Edit: I apologize for any abrasiveness in my comments here. I sensed a kind of stubbornness and condescension in your replies and overreacted to that.
Luke quoted the source and gave a link to it in digital form. If you want to find the context, open it up in Acrobat and copy the quote into the search bar.
It wasn’t in quote form, and like I just said, it matters which instance of the “TDT = extension of CDT” claim lukeprog had in mind. As it turns out, he was relying on a qualification-free summary, rather than the meat of the paper. If he had said so the first time Vladimir asked about it (rather than repeat the exact citation he already gave, and which the questioner had already read and already had the URL for), then he could have saved himself, me, and Vladimir the time it took to unravel this oversimplification (as it turned out to be).

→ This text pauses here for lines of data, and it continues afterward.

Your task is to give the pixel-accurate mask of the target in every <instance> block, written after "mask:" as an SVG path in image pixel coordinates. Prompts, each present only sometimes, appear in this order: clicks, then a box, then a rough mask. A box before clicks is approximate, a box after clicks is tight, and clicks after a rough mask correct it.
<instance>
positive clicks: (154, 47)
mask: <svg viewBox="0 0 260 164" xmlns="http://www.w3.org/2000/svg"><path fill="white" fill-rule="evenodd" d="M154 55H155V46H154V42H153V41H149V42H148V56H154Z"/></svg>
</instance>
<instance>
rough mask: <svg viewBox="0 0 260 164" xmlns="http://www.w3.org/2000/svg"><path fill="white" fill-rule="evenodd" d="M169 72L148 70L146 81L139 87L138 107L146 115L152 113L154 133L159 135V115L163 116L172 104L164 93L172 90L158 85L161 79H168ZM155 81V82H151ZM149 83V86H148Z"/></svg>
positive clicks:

“Find the passage that helps me the most” just isn’t good enough.
Luke’s comment has two paragraphs in quotes, and a link to Eliezer’s TDT paper. If you follow the link, you can copy either of the quoted paragraphs into Acrobats search bar, and it will show where in the document that paragraph appears.
Your first request for clarification that led to this comment was justified. But that should have satisfied your desire for a citation.

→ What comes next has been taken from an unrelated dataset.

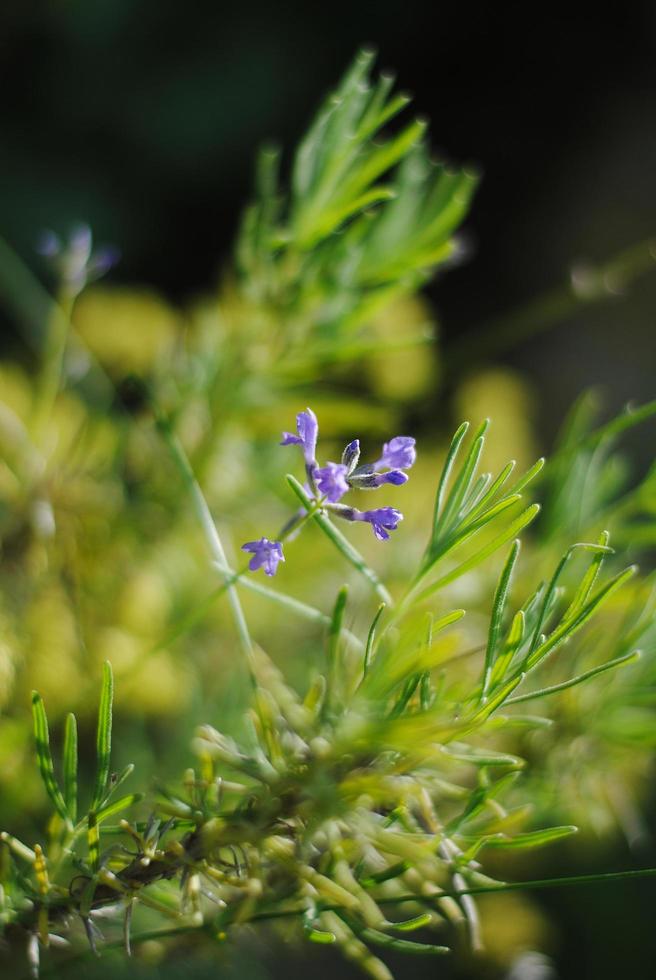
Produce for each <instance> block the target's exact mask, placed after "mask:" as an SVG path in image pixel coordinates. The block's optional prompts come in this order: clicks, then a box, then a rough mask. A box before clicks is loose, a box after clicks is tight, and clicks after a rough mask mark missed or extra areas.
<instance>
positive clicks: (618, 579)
mask: <svg viewBox="0 0 656 980" xmlns="http://www.w3.org/2000/svg"><path fill="white" fill-rule="evenodd" d="M635 573H636V567H635V566H634V565H630V566H629V567H628V568H626V569H624V571H623V572H619V573H618V574H617V575H616V576H615V577H614V578H612V579H611V580H610V582H608V583H607V584H606V585H605V586H604V587H603V588H602V589H600V590H599V591H598V592H597V593H596V594H595V595H594V596H593V597H592V599H590V600H589V601H588V602H587V603H586V604H585V605H584V606H583V607H582V608H581V609H580V610H579V611H578V612H577V613H576V614H575V615H574V616H573V618H572V619H569V620H568V621H567V622H566V623H561V624H560V626H558V627H557V628H556V629H555V630H554V631H553V633H551V634H550V636H548V637H547V638H546V639H545V640H544V642H541V643H540V645H539V646H538V647H537V648H536V649H535V651H534V652H533V653H532V654H531V656H529V657H527V659H526V663H525V665H524V668H523V669H524V670H531V669H532V668H533V667H535V666H536V665H537V664H538V663H540V661H542V660H544V658H545V657H546V656H548V654H550V653H552V652H553V650H555V649H556V647H557V646H559V645H560V644H561V643H563V642H564V641H565V640H566V639H569V637H571V636H573V635H574V633H576V632H577V631H578V630H579V629H581V627H582V626H584V625H585V624H586V623H587V622H588V620H589V619H590V618H591V617H592V616H593V615H594V614H595V612H596V611H597V610H598V609H599V608H600V606H602V605H603V603H605V602H607V601H608V599H609V598H610V597H611V596H612V595H613V594H614V593H615V592H617V590H618V589H621V588H622V586H623V585H625V584H626V582H628V580H629V579H630V578H632V577H633V576H634V575H635Z"/></svg>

That wasn’t until ~3 rounds of back-and-forth! And I didn’t ask further after that; I just said why the previous answers weren’t as helpful. And while the desire for a citation may have been satisfied, the entire point was to reveal the level of understanding which led to his claim about the TDT paper, and that issue was not satisfied by lukeprog’s responses. His exchange with Vladimir, however, did show my concerns to be justified.
Again, if he had just simply said from the beginning, “Oh, I was just copying what the abstract said”, it would have saved everyone a lot of time. But instead, he decided to unhelpfully repeat a citation everyone already knew about, thus hiding his level of understanding for a few more rounds.

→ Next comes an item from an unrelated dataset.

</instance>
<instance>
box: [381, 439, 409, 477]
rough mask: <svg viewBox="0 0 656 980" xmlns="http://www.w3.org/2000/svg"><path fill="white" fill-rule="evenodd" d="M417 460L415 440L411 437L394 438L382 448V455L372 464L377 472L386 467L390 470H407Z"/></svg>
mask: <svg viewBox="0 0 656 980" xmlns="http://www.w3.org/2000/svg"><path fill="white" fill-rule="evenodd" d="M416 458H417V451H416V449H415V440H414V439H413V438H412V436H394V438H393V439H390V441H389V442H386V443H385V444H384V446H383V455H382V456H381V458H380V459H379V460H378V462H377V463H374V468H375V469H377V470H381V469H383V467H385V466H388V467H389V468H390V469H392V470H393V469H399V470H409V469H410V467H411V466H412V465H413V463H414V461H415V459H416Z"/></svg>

I don’t know why you’d want to defend that.
You asked for clarification once, and Luke gave a satisfactory response. How do you get “~3 rounds” from that?
There was no reason for you to do that, you got an answer that addressed those concerns.
Notice how Nesov, by focusing back on the object level after the issue of communicating citations was resolved, was able to deal with in this comment.
Pages 2 and 3.
I’ve read several of King’s papers, and I don’t recall it answering any important questions. Which King publication are you citing, and what was the discovery?
This section sounds like Sci-fi, and might make some readers take the work as a whole less seriously. On the other hand, is is a pretty reasonable prediction (in terms of “how big an impact an AI could have”, even if the details are wrong), so down-toning it would be a bit dishonest.
I don’t know what the best strategy is to talk about such technical risks without sounding like a loon. I’m more in favor of a more cautious path of keeping such claims vague and general unless they are preceded by enough explanations that they don’t seem that outlandish. But I don’t know your audience as well as you do, I just think it’s an aspect that requires more care than when writing for LessWrong.
Vague and general is never a good idea.
Vague and general claims about the future are more likely to be accurate than detailed claims, even though we might find detailed claims more believable—see Burdensome Details.
My objection was about the writing. See Williams.
Relevant old link: Singularity writing advice by Eliezer.